Lapuh employs a rich variety of materials on both panels of his diptychs. In S Z 19 (all works 1990), the flat right panel consists of thin layers of brown oil pigment sprinkled with burned wood ashes and topped with a layer of paint mixed with turpentine. This smoky, fluid ground is accented with a spatial rendering of a cube, suggested by thin, exacting lines of yellow carpenters’ chalk. The more complex left panel consists of 14 separate wooden planks covered with plaster and darker combinations of paint and wax. Seven small wooden balls are affixed to the panels at various locations.
The left panels of the most successful diptychs are informed by an industrial sensibility, employing materials like rusted metal, tar, or asphalt. Several years ago, Lapuh realized a series of triptychs that suggested the form and material of manhole covers. His recent work has moved away from obvious industrial references to more subtle sculptural elaborations. S Z 7 juxtaposes an ochre-and-green rectangle with a six-sided panel featuring a rendering of a black cube. The left side is divided in two and then further segmented by separate wood strips attached with gesso and nails.
In S Z 12, Lapuh repeats the hexagonal contours of the right-hand panel, and emphasizes the contrasts of color and texture between the right and the left sides. A flat, pearlescent gray rendering of a cube contrasts with a thickly textured, six-sided bronze construction. Segmented into 14 variously proportioned trapezoids that meet at the middle, this dark, mottled panel is further adorned with 12 painted dowels, to create a tension between two-dimensional and three-dimensional space. The hard-edged contours are contrasted with a few well-placed painterly splashes of green.

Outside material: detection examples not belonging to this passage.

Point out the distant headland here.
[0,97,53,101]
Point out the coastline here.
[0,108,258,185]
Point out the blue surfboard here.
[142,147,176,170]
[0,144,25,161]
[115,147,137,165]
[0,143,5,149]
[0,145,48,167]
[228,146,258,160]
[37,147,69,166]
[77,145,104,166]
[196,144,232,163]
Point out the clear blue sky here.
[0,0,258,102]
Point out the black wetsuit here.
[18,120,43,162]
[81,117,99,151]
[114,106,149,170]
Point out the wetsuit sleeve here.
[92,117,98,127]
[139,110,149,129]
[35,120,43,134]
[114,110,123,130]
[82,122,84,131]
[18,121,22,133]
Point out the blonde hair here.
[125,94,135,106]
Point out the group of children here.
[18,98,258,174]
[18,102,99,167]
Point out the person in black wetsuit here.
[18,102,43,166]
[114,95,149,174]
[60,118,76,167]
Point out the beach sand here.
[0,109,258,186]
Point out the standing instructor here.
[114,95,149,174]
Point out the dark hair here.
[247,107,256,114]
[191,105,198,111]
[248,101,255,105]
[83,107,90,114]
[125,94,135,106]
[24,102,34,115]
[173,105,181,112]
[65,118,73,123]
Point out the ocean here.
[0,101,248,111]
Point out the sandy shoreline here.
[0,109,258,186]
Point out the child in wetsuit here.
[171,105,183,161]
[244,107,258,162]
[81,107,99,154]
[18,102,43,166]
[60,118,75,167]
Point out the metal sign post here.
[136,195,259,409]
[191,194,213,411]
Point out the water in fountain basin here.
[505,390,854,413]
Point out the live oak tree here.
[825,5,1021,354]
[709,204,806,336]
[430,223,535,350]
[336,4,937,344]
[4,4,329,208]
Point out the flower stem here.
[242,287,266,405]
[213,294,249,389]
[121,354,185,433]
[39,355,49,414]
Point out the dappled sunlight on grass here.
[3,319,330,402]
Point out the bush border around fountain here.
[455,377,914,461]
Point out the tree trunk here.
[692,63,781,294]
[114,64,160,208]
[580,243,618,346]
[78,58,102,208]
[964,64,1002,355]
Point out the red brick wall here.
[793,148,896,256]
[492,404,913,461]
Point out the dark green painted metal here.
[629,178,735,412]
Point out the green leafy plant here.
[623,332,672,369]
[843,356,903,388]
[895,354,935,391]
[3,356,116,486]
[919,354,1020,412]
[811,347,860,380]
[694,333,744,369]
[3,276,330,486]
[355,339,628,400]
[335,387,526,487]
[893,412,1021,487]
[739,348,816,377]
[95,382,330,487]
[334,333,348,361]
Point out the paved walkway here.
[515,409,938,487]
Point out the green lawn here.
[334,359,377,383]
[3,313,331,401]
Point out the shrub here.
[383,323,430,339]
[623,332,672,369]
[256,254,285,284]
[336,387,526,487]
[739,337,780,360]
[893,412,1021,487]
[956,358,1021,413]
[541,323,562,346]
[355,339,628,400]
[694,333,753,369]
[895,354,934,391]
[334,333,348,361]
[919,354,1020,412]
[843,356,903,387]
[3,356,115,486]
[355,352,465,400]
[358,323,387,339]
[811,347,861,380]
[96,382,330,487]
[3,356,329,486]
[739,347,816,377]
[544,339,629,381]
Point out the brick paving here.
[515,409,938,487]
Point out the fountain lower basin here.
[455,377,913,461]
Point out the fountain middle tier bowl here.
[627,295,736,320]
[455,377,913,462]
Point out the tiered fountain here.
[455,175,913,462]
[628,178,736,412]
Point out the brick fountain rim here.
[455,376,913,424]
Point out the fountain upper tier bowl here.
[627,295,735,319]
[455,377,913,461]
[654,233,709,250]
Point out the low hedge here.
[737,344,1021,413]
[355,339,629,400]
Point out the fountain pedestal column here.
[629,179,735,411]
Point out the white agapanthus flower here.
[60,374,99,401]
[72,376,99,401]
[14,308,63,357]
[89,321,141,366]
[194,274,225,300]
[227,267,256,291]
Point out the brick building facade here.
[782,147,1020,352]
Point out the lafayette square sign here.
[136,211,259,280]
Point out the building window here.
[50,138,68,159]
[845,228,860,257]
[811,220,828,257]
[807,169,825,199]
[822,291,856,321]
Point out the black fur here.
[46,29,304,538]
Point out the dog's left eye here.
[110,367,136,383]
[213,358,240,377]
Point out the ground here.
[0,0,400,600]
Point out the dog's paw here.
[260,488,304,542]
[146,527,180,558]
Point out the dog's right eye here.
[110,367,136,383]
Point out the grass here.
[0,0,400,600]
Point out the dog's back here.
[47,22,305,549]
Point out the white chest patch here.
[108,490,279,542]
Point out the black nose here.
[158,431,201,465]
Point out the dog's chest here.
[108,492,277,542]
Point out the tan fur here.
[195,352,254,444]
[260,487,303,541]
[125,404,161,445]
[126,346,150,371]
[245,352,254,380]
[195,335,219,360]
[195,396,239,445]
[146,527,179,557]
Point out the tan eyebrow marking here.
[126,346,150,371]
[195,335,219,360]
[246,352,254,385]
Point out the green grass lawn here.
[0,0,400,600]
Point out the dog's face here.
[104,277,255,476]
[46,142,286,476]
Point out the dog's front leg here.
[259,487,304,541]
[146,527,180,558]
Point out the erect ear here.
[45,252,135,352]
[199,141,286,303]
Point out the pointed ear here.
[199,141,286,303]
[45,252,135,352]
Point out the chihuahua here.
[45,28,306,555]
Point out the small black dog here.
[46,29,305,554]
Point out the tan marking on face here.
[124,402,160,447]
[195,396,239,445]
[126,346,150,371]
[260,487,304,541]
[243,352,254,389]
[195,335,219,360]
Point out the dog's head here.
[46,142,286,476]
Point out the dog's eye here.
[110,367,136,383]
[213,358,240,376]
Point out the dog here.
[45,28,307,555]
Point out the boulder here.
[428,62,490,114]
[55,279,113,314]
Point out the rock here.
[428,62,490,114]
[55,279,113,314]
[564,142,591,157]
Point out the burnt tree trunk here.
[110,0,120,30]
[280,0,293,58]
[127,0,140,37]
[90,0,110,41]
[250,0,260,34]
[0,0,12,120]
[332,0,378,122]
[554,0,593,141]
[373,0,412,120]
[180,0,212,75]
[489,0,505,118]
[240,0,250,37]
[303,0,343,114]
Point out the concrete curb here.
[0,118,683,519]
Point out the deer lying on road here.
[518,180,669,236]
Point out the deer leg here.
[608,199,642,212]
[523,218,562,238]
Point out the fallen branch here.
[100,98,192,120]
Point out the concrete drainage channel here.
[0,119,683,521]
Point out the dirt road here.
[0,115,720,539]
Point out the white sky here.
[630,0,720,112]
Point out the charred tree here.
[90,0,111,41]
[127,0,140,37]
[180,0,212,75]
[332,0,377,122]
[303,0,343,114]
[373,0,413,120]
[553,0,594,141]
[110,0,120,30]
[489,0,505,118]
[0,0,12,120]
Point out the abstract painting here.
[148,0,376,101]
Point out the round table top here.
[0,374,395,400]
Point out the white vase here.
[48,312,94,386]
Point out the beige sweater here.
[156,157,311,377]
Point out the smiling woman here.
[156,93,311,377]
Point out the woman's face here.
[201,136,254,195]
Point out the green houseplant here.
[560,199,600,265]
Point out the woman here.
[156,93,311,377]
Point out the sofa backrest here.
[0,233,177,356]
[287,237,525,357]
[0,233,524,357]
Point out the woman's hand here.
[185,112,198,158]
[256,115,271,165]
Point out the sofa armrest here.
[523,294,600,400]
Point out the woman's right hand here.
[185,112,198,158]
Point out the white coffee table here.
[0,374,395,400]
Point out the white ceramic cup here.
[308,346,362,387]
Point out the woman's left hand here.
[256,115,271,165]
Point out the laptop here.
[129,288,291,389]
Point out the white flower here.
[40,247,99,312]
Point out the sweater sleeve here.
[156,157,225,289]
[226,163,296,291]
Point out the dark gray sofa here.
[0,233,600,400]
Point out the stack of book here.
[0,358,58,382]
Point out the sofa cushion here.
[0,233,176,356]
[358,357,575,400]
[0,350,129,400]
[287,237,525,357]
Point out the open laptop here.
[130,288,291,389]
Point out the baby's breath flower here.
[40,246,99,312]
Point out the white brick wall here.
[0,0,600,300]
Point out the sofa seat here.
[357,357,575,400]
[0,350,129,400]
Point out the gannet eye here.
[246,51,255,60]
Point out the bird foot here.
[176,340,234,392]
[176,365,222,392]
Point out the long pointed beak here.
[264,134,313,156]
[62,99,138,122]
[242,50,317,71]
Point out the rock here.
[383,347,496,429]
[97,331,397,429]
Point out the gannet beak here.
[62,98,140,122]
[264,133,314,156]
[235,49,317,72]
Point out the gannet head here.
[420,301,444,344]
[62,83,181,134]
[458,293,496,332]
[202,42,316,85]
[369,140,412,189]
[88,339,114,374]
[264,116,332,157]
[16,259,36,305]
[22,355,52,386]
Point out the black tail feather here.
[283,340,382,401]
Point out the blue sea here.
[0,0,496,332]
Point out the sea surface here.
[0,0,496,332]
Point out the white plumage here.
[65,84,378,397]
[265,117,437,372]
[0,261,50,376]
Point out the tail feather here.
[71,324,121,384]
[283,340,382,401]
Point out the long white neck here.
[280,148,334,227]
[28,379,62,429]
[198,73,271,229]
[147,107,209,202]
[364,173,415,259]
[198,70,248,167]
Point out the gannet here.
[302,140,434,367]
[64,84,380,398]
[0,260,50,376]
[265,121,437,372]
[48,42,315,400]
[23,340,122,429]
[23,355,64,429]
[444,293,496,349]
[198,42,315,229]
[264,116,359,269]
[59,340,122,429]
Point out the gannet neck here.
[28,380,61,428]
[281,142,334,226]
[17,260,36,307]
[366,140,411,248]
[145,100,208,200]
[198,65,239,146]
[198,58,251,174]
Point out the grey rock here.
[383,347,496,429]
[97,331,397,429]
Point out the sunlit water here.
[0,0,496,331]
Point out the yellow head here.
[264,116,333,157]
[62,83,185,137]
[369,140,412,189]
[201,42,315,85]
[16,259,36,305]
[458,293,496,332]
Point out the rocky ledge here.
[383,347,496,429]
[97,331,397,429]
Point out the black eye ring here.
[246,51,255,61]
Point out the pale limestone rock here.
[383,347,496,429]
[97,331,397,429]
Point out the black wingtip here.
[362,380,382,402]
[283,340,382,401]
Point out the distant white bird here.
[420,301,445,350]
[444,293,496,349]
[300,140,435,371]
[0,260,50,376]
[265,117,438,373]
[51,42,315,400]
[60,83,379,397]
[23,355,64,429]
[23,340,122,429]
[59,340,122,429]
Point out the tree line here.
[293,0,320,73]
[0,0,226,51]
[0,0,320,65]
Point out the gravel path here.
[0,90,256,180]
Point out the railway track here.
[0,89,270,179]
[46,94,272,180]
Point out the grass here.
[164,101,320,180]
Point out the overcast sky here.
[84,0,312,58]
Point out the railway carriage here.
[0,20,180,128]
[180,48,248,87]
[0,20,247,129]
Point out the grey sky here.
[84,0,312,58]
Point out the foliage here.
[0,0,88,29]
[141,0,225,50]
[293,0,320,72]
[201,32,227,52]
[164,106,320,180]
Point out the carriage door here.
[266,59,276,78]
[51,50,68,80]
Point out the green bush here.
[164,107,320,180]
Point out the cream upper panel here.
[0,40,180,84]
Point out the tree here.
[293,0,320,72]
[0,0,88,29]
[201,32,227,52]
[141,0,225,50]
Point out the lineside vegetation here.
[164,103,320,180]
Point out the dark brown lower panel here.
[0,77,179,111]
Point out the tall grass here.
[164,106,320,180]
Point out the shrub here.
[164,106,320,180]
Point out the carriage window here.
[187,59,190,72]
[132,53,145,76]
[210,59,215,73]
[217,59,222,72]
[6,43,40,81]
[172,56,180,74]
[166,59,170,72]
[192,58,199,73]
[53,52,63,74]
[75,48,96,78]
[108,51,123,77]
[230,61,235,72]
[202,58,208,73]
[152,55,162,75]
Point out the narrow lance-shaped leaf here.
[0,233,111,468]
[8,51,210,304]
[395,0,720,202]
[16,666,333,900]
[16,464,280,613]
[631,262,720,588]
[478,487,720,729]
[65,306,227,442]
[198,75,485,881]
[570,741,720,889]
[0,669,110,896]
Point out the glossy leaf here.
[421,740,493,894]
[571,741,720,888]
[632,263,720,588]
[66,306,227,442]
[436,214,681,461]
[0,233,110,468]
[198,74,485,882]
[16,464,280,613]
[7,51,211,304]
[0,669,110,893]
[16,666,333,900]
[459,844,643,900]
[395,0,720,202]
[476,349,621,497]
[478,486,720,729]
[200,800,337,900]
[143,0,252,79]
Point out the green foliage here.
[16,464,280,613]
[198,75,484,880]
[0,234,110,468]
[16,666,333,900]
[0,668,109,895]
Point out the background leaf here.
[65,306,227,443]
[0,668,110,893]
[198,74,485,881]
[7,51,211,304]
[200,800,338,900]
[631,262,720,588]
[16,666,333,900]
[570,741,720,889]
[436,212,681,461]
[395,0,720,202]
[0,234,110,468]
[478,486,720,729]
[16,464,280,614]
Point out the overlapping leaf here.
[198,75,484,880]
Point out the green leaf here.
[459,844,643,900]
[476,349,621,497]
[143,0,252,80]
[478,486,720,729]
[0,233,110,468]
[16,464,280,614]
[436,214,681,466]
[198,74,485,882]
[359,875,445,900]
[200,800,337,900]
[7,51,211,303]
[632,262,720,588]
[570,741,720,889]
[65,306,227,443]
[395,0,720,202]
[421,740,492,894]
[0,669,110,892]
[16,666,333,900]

Though Brice Marden’s monochromatic fields of beeswax and Frank Stella’s early aluminum shaped canvases come to mind, Lapuh is more concerned with the dialogue between the spontaneity of action painting and the stability of primary forms than he is with furthering the tradition of Minimal painting. His graceful evocations initiate a play of appearance and reality in which the sublime meets the material.